Décideurs. Que faites-vous pour les entreprises françaises qui cherchent à se développer à l’international ?
Emmanuel Denoulet. Nous sommes partis d’un constat : les entreprises françaises ont tendance à brider leur potentiel de développement à l’international, en particulier les entreprises indépendantes ou familiales. En effet, dans le contexte d’un investissement conséquent, synonyme d’une implantation industrielle ou d’une croissance externe, il faut souvent envisager une ouverture du capital. Or, selon nos études, une entreprise familiale sur deux s’y refuse et renonce ainsi à son projet de développement à l’étranger.
Le Fonds Build-up International de Bpifrance (FBI) propose une alternative en intervenant de manière novatrice en co-investissant avec des entreprises françaises directement à l’étranger. Notre fonds devient donc actionnaire – toujours minoritaire – non pas de l’entreprise française mais de sa filiale à l’étranger, à ses côtés, à l’occasion d’une opération de croissance externe ou d’un greenfield. Au bout de 5 à 8 ans, nous nous effaçons en leur cédant notre participation.
Hormis le soutien financier que vous représentez, votre accompagnement va jusqu’où ?
Nous essayons d’intervenir le plus en amont possible. Dans l’hypothèse d’une acquisition, cela va être dès que l’opportunité se crée, voire encore plus en amont en incitant les entreprises françaises à aller à la chasse. Nous pouvons les soutenir en leur présentant des banques d’affaires partout dans le monde qui vont leur permettre de réaliser des études de marché et de dénicher des cibles pertinentes.
Lorsque l’opération se présente, nous la négocions avec eux et prenons le risque ensemble. Enfin, notre accompagnement s’étend jusqu’au suivi, en qualité de board member de la société rachetée.
"Pour réussir, une croissance externe doit, avant tout, être méticuleusement préparée"

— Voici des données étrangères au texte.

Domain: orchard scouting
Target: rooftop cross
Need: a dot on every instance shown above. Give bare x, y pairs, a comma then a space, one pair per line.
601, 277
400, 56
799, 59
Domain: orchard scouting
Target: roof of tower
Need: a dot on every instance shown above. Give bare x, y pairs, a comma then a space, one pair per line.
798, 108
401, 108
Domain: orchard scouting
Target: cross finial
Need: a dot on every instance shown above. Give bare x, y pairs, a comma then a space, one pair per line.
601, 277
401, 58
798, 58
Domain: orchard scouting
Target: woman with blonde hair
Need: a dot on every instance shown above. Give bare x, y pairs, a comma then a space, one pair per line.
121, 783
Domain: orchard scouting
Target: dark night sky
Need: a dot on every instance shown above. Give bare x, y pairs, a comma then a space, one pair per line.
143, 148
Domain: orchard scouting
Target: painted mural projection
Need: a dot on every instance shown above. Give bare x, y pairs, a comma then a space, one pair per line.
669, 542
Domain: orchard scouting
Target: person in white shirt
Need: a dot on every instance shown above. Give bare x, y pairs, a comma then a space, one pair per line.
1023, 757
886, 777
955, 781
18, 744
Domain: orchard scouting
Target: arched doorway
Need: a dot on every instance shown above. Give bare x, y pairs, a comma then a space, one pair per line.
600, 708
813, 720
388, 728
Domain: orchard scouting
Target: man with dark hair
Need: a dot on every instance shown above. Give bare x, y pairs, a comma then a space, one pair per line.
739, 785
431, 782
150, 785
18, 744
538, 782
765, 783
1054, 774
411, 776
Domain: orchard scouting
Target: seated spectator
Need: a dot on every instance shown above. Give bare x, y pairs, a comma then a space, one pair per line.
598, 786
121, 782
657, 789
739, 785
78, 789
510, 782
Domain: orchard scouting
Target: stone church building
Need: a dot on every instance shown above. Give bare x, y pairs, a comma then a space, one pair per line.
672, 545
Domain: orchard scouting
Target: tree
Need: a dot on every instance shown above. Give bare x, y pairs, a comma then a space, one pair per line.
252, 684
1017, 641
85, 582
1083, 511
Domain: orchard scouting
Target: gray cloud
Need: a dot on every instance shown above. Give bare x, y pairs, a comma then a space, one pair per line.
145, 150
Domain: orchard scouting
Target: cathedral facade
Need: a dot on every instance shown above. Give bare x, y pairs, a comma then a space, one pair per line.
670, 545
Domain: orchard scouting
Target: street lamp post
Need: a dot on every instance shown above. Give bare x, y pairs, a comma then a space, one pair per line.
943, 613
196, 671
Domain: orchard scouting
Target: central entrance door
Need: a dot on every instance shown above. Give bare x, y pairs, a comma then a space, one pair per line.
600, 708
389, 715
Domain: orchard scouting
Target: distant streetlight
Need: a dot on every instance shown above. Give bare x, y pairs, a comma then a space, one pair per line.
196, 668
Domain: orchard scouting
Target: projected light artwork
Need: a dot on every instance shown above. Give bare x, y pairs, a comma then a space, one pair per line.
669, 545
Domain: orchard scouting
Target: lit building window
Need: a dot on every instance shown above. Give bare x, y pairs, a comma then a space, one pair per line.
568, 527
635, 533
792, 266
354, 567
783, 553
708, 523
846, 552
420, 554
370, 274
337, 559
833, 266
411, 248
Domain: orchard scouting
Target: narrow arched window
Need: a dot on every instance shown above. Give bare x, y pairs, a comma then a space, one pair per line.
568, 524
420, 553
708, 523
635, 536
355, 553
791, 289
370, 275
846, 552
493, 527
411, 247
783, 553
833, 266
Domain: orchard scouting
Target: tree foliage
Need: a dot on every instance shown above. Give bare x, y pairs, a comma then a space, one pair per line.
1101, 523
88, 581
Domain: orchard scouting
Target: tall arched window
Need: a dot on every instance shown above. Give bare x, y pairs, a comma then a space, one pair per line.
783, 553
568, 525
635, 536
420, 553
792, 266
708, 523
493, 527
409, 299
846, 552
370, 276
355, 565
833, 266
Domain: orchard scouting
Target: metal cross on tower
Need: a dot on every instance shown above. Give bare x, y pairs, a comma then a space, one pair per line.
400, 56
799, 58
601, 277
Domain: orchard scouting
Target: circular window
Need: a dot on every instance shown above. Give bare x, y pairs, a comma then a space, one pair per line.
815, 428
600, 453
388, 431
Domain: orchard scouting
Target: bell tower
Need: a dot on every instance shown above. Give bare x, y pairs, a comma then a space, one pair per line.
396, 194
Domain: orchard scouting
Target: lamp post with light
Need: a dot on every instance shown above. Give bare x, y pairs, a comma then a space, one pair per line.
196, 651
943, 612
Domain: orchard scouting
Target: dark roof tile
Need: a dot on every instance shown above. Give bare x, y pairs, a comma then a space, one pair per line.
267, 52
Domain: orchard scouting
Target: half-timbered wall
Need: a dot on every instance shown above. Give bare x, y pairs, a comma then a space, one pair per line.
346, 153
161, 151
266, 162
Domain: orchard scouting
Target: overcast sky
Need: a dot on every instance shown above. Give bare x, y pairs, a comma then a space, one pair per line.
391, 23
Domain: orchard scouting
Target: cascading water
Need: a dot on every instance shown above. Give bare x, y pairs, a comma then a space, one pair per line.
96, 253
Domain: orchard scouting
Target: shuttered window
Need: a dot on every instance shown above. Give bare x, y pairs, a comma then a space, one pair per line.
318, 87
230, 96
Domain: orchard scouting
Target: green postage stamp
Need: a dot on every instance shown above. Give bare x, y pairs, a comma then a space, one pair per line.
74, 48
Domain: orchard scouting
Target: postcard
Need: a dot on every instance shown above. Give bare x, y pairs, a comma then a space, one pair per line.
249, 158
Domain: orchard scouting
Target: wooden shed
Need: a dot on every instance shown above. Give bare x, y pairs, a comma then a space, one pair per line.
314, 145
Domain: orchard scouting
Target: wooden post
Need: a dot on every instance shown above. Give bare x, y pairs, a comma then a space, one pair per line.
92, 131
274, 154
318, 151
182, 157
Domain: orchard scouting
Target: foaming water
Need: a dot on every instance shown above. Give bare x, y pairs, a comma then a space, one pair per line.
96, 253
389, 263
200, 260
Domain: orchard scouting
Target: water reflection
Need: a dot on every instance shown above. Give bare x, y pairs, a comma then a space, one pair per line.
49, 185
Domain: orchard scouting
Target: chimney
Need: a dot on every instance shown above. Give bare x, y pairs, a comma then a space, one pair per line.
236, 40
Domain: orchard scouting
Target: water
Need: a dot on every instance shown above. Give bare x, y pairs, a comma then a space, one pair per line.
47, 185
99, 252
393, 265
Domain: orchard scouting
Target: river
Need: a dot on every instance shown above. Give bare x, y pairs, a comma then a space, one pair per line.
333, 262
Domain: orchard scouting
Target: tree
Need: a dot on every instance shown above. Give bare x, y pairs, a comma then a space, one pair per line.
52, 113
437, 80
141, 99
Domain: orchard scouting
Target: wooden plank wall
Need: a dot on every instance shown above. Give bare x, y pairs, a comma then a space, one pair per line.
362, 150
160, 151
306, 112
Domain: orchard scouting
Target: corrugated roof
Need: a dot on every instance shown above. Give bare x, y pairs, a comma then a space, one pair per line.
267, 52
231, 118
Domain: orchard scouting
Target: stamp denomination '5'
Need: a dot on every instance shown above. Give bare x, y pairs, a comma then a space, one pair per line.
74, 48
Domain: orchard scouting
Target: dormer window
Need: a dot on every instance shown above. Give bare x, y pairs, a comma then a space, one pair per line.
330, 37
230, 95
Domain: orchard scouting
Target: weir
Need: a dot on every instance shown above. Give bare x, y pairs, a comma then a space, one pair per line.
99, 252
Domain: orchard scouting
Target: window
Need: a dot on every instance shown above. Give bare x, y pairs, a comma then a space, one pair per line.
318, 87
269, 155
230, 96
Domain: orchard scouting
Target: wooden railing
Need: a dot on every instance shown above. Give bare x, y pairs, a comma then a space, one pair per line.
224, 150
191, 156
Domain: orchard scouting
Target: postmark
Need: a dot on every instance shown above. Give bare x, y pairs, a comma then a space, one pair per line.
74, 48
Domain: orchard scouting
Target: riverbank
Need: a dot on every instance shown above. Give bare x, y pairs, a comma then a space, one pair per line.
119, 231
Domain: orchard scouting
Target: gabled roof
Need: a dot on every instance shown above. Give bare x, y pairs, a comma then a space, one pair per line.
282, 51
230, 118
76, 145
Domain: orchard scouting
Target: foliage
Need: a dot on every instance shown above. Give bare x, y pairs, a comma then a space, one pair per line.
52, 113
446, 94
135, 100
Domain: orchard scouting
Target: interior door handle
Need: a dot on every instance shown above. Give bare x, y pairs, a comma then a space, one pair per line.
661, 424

Une croissance externe à l’international n’est pas toujours synonyme de succès. Comment se prémunir et quel est l’atout d’avoir à ses côtés un fonds comme le vôtre ?
Effectivement, la croissance externe est risquée. Une fois sur deux elle se solde par un échec. En revanche, quand elle fonctionne, elle est un vecteur de croissance puissant.
Pour réussir, elle doit, avant tout, être méticuleusement préparée. Il est primordial de se faire accompagner avec les meilleurs conseils. Dans le cas contraire, ils sont synonymes de mauvais deals.
Par ailleurs, il faut que la gouvernance soit bien calibrée. L’objectif étant que le dirigeant ne soit jamais seul. Dans les entreprises françaises c’est souvent là que le bât blesse. De même, la stratégie doit être étudiée et cadrée dès le début du process. Cela passe par un projet d’entreprise inspirant incarné par les dirigeants et partagé par les salariés
Ensuite, j’aime à dire que lors d'une croissance externe, il faut privilégier la chasse plutôt que la pêche. Si une entreprise, qui souhaite s’implanter à l’étranger, reste passive et attends que les dossiers se présentent, les probabilités de conclure seront plus faibles, notamment dans un processus d’enchère. Par ailleurs, il est plus facile de trouver chaussure à son pied quand on sait ce que l’on cherche.
Il ne faut pas non plus négliger la "négo-séduction". Les Français ne sont pas les meilleurs en la matière or lorsqu’une entreprise en rachète une autre elle doit être à la fois acheteur et vendeur. Il faut en effet vendre son projet, sa stratégie, sans négliger le facteur humain et émotionnel, pour séduire le vendeur. De l’autre côté, en qualité d’acheteur, il faut toujours garder du bon sens. Pourquoi l’entreprise est-elle à vendre ? Quels sont les véritables enjeux des vendeurs ? Qui reste ? qui part ? La culture est-elle compatible ? Autant de questions qui peuvent trouver leurs réponses dans des due diligences fouillées mais avec discernement.
Enfin, l’intégration doit se préparer dès le début du process et prendre en compte que le temps nécessaire est toujours plus long que ce que l’on prévoit.